Workers continued to leave their jobs at record rates in health care, social assistance and nondurable goods manufacturing. Demand for new hires remains high in those industries as job openings continue to increase.

In some industries, hiring can barely keep up with separations, a broader measure that includes retirements, layoffs and resignations. The pandemic has spurred not only a record number of resignations, but also has caused a wave of early retirements that has increased separations across the labor market.

Although hundreds of thousands of workers were hired in October, so many left their jobs in some industries that total employment remained practically unchanged.
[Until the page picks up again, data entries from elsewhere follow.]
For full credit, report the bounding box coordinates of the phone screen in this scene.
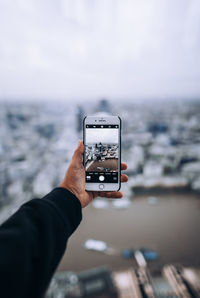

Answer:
[84,124,119,183]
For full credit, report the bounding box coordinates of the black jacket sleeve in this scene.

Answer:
[0,187,82,298]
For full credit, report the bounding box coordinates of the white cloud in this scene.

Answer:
[0,0,200,99]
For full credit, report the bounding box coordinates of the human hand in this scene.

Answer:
[59,141,128,208]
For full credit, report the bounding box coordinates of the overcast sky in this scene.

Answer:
[0,0,200,100]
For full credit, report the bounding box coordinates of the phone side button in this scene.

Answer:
[99,184,104,190]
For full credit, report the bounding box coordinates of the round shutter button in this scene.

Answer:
[99,184,104,190]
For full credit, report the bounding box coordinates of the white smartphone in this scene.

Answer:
[83,116,121,191]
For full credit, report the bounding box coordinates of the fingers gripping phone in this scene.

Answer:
[83,116,121,191]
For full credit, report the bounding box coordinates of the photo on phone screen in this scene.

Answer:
[84,124,119,183]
The health-care and social-assistance sectors experienced high rates of separations with relatively little hiring in October. Pandemic exhaustion is one factor in an area of the economy that has experienced record levels of quitting since March of this year. A majority of health-care workers have reported burnout, and some say morale has hit a new low this fall.

The labor market is also tight in retail, where workers have faced new strains under the pandemic and may have safety concerns in highly public-facing roles. Across all industries, the strong job market has prompted people to seek positions with higher pay and better conditions.

“The pandemic is in still in the driver’s seat,” said Daniel Zhao, senior economist at the job site Glassdoor. "A lot of people think the Great Resignation is about burned-out office workers, but it’s really about these front-line service workers in jobs where there are a lot of covid risks and also a tight labor market.”

For many, the Great Resignation has been an opportunity to reassess their career path after the enforced pause linked to lockdowns early in the pandemic. And not all who want to go back to work are finding the work and benefits they are seeking.

Whenever these workers are ready to return, the job market is ready for them, with a huge amount of demand in industries such as health care and food services, and in some cases, with big pay increases waiting.